Please use the following commands to set paths.
export ROOT_DIR=yourmontlakepath
export DATA_DIR=yourdatapath
Subsequently, you may configure the .json files with appropriate local file system paths and run the following commands in terminal to reproduce the computational and plotting analyses of synthetic and real data experiments.
-
Swiss Roll experiment:
jupyter notebook experiments/swiss_roll_resubmission.ipynb
-
Rigid Ethanol (no noise) Simulation:
jupyter notebook experiments/generate_rigid_ethanol_data.ipynb
python -u -m montlake.exec.run_exp --config $ROOT_DIR/experiments/configs/rigidethanol_diagram.json --outdir $DATA_DIR/rigidethanol --raw_data $DATA_DIR/raw_data/rigidethanol_nonoise.npy --nreps 25 --mflasso --name re_nonoise_diagram_mf
python -m montlake.exec.plotting --config $ROOT_DIR/experiments/configs_plotting/jmlr/reth_diagram_mf_jmlr.json
- Ethanol data with diagram dictionary
python -u -m montlake.exec.run_exp --config $ROOT_DIR/experiments/configs/ethanol_diagram.json --outdir $DATA_DIR/processed_data/eth_diagram_mflasso_122221 --raw_data $DATA_DIR/raw_data/ethanol.mat --nreps 25 --mflasso --name eth_diagram_mflasso_122221
python -m montlake.exec.plotting --config $ROOT_DIR/experiments/configs_plotting/jmlr/eth_diagram_mf_jmlr.json
- Ethanol data with full dictionary
python -u -m montlake.exec.run_exp --config $ROOT_DIR/experiments/configs/ethanol_full.json --outdir $DATA_DIR/processed_data/eth_full_mflasso_122221 --raw_data $DATA_DIR/raw_data/ethanol.mat --nreps 25 --mflasso --name eth_full_mflasso_122221
python -m montlake.exec.plotting --config $ROOT_DIR/experiments/configs_plotting/jmlr/eth_full_mf_jmlr.json
- Malonaldehyde data with diagram dictionary
python -u -m montlake.exec.run_exp --config $ROOT_DIR/experiments/configs/malonaldehyde_diagram.json --outdir $DATA_DIR/processed_data/mal_diagram_mflasso_122221 --raw_data $DATA_DIR/raw_data/malonaldehyde.mat --nreps 25 --mflasso --name mal_diagram_mflasso_122221
python -m montlake.exec.plotting --config $ROOT_DIR/experiments/configs_plotting/jmlr/mal_diagram_mf_jmlr.json
- Malonaldehyde data with full dictionary
python -u -m montlake.exec.run_exp --config $ROOT_DIR/experiments/configs/malonaldehyde_full.json --outdir $DATA_DIR/processed_data/mal_full_mflasso_122221 --raw_data $DATA_DIR/raw_data/malonaldehyde.mat --nreps 25 --mflasso --name mal_full_mflasso_122221
python -m montlake.exec.plotting --config $ROOT_DIR/experiments/configs_plotting/jmlr/mal_full_mf_jmlr.json
- Toluene data with diagram dictionary
python -u -m montlake.exec.run_exp --config $ROOT_DIR/experiments/configs/toluene_diagram.json --outdir $DATA_DIR/processed_data/tol_diagram_mflasso_122221 --raw_data $DATA_DIR/raw_data/toluene.mat --nreps 25 --mflasso --name tol_diagram_mflasso_122221
python -m montlake.exec.plotting --config $ROOT_DIR/experiments/configs_plotting/jmlr/tol_diagram_mf_jmlr.json
Code for the Tangent Space Lasso is also colocated in this repo.
Code from the synthetic_experiments subfolder can be used recreate the synthetic experiments results from Consistency of dictionary-based Manifold Learning.
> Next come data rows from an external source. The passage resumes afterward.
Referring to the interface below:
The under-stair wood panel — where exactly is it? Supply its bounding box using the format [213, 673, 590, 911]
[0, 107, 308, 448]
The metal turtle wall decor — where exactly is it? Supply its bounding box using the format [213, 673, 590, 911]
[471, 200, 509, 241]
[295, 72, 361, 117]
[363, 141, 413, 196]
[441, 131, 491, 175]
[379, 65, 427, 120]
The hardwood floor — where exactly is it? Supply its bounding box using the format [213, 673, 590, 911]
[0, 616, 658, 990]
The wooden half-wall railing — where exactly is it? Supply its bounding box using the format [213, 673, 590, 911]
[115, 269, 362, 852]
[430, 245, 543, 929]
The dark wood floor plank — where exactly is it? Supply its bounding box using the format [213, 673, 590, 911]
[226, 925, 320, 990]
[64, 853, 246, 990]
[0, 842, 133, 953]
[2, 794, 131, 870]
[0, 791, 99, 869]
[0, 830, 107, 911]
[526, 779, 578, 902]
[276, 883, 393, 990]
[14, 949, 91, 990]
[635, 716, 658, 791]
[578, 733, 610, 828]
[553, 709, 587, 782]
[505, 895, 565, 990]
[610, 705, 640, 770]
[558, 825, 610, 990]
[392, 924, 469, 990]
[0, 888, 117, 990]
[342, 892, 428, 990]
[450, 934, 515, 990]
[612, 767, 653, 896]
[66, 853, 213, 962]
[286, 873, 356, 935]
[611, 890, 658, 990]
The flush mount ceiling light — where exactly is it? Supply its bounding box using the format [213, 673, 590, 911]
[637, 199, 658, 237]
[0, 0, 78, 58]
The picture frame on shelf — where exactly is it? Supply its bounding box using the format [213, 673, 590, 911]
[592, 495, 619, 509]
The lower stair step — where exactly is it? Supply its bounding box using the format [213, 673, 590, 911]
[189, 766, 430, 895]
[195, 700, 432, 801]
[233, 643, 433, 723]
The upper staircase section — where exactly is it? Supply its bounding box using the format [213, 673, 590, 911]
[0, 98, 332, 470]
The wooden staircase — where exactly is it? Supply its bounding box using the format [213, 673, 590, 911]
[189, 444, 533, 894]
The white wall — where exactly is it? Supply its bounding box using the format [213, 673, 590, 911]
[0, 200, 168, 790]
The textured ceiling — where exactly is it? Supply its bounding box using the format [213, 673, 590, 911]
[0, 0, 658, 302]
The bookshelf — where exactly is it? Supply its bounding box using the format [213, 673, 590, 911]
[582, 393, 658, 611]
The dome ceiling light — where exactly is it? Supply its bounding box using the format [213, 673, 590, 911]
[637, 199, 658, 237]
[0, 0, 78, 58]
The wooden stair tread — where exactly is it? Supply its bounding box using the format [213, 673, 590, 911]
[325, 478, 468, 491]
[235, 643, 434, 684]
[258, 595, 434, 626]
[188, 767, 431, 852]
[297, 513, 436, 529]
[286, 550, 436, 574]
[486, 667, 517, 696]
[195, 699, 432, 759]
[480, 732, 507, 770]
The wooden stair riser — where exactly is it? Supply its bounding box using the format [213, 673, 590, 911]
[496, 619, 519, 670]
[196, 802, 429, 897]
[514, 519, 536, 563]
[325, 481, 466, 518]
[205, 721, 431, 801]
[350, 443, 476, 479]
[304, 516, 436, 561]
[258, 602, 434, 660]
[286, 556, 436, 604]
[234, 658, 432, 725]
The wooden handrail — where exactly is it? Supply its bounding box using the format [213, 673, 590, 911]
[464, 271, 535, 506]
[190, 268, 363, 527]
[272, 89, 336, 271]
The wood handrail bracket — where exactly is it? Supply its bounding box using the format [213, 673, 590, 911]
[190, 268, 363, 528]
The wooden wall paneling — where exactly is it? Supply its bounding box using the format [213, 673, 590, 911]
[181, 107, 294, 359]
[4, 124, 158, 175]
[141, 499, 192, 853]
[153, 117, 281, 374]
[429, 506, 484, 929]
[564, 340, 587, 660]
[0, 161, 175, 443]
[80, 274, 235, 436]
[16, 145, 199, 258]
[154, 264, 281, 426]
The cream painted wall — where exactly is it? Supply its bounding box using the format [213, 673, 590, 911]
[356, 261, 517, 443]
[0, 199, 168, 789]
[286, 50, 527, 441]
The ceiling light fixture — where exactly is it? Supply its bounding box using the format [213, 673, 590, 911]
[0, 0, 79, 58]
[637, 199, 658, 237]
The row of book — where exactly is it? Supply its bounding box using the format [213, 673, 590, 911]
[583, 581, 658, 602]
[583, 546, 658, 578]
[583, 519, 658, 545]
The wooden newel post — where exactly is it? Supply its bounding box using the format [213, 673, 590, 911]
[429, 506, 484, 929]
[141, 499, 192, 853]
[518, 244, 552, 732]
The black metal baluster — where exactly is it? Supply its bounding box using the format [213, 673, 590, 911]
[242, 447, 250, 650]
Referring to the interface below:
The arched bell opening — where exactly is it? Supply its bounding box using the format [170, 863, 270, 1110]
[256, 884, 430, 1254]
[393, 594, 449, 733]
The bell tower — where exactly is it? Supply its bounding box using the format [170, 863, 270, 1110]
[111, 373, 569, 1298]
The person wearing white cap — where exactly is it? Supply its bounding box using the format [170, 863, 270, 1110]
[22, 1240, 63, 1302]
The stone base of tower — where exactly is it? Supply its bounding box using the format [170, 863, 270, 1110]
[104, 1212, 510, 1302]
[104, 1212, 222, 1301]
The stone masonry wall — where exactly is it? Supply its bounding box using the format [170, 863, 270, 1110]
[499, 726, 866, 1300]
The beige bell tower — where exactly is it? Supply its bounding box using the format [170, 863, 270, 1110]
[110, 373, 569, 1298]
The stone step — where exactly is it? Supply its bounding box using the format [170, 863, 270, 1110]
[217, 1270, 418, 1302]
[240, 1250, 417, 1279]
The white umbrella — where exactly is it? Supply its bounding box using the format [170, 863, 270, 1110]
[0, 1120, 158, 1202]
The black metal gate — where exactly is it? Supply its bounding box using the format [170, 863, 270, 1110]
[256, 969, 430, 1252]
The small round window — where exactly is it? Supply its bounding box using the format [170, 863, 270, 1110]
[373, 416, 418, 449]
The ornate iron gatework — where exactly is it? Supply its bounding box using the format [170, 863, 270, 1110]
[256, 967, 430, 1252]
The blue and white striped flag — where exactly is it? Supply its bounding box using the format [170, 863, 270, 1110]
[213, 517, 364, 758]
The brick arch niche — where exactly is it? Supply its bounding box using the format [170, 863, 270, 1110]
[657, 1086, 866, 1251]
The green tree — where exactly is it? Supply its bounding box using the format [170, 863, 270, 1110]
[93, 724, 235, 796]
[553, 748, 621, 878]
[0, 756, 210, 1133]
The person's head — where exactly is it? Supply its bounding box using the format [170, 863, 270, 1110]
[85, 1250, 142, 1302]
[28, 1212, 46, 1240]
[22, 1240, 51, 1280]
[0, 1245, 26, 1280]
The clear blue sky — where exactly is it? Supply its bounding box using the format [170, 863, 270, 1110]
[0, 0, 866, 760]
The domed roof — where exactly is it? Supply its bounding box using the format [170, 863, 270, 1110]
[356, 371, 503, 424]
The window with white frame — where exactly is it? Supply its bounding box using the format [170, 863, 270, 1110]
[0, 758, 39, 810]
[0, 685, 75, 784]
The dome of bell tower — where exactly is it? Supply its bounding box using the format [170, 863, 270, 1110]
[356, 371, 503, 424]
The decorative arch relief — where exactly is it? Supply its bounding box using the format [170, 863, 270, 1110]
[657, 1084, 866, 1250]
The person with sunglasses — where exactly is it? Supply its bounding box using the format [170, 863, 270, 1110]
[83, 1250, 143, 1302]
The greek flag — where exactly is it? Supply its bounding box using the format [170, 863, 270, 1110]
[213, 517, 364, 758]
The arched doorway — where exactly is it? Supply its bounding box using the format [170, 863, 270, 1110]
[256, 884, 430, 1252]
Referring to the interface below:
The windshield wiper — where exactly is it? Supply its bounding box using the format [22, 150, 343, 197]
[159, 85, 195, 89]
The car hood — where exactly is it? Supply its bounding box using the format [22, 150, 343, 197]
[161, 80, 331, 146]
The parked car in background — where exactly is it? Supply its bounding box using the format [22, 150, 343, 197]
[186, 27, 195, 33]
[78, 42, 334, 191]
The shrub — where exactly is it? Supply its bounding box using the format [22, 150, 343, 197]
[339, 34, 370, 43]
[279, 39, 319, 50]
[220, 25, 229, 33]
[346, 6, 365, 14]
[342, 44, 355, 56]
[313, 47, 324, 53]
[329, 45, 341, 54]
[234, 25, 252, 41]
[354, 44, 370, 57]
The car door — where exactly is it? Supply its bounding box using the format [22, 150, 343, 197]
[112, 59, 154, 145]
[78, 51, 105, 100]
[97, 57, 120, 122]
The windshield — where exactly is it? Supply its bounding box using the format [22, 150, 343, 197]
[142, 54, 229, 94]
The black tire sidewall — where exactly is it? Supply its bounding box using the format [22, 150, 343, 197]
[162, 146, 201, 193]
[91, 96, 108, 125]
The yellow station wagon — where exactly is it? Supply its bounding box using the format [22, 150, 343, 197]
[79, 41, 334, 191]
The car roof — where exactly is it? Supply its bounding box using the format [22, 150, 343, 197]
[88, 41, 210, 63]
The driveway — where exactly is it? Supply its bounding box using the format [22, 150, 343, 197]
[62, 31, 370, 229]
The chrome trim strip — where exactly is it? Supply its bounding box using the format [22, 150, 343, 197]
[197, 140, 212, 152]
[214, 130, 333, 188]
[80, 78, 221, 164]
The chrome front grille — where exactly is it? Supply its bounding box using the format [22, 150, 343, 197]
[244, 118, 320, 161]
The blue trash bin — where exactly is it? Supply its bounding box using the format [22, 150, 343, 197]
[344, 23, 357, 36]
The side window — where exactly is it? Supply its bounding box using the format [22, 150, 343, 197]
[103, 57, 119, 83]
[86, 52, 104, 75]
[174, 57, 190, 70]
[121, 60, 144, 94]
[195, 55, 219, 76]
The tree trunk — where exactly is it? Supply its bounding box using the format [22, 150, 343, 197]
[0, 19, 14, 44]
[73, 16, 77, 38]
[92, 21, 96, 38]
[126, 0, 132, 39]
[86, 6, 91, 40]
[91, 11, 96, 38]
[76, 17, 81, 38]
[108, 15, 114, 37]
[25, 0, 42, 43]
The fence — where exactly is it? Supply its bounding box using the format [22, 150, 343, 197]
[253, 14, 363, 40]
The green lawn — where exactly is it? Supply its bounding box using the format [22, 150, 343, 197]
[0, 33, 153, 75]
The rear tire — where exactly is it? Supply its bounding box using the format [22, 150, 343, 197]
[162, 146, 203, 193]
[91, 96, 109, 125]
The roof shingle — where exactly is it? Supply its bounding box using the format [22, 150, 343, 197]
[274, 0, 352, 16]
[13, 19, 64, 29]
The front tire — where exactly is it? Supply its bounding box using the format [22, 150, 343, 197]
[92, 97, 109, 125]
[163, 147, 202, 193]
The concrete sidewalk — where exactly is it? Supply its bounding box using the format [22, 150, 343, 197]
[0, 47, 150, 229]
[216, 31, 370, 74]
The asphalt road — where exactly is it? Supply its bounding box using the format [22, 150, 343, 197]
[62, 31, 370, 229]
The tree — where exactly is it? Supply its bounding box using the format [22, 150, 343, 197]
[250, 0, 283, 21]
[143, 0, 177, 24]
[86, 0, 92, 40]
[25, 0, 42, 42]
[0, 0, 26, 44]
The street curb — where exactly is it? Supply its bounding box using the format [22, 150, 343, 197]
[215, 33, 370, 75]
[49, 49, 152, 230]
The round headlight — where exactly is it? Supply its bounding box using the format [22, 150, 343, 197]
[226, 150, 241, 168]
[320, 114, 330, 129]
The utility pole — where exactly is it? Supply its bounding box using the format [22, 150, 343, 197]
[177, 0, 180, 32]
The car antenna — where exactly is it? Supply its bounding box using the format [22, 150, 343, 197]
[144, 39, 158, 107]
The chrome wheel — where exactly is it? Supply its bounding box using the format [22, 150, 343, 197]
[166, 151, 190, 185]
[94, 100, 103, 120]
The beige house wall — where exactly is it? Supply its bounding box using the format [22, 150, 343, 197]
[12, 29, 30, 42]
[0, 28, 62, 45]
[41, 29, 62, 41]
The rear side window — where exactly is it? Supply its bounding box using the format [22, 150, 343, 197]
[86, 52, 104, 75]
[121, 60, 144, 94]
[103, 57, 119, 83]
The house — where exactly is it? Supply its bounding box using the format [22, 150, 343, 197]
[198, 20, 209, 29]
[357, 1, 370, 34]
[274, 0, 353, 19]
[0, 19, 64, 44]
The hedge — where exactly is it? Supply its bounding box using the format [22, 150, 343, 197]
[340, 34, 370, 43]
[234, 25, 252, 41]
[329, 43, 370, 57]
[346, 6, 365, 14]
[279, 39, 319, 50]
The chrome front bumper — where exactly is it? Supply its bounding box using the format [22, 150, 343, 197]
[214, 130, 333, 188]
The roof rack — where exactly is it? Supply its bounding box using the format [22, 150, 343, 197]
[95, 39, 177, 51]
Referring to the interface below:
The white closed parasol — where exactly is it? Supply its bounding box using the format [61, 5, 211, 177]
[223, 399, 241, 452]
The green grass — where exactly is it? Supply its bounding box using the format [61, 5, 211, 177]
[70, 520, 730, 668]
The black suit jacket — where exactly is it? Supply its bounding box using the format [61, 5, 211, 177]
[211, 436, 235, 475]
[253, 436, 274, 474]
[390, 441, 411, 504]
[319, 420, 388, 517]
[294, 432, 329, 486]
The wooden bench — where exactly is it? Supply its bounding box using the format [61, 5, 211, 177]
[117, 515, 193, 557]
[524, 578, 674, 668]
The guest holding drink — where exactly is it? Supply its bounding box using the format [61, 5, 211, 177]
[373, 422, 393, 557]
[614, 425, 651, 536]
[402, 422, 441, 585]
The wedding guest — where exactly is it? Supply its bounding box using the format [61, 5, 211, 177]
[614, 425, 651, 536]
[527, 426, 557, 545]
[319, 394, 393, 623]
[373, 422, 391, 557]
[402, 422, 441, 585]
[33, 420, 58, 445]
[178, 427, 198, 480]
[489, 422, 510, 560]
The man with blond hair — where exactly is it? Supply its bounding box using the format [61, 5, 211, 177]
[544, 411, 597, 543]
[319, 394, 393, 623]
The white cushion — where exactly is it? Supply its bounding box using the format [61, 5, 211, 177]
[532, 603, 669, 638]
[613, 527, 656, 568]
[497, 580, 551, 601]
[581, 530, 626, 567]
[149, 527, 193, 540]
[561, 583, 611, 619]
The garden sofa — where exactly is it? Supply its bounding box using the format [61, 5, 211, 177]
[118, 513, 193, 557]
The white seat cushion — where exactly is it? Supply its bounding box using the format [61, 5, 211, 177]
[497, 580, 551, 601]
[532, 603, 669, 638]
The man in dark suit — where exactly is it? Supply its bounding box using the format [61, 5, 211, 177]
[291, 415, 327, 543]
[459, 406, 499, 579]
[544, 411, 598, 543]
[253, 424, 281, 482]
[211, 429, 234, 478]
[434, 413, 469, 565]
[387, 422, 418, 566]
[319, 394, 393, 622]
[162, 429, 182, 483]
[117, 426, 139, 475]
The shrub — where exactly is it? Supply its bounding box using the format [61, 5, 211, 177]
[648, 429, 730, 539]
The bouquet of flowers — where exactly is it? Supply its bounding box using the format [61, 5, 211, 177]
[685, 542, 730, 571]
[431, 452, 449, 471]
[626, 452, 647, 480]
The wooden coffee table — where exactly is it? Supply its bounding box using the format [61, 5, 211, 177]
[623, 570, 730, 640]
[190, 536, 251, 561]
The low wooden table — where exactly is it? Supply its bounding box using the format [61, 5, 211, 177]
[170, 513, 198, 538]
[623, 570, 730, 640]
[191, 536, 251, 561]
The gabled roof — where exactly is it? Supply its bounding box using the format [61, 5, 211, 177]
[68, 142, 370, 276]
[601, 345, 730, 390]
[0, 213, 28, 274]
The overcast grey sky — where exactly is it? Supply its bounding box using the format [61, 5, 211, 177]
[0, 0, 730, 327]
The data, results, and visualizations used in the paper can be found here.
Additionally:
- the code from the synthetic_experiments subfolder can be used to sample new data from the 3 synthetic manifolds described in the paper.
- rerun the experiments on the new sampled data and visualize the new results.
- use the sym_manifold package to create new manifolds which can be subsequently sampled.
- user friendly classes for running and configuring TSLasso and MLasso as well as container classes for the data and configuartions necessary for the two algorithms.
Please feel free to contribute, branch, fork, or edit. This package was built using nbdev, and so source code is kept in the nbs folder and then compiled by running nbdev_build_lib. Please cite if you use!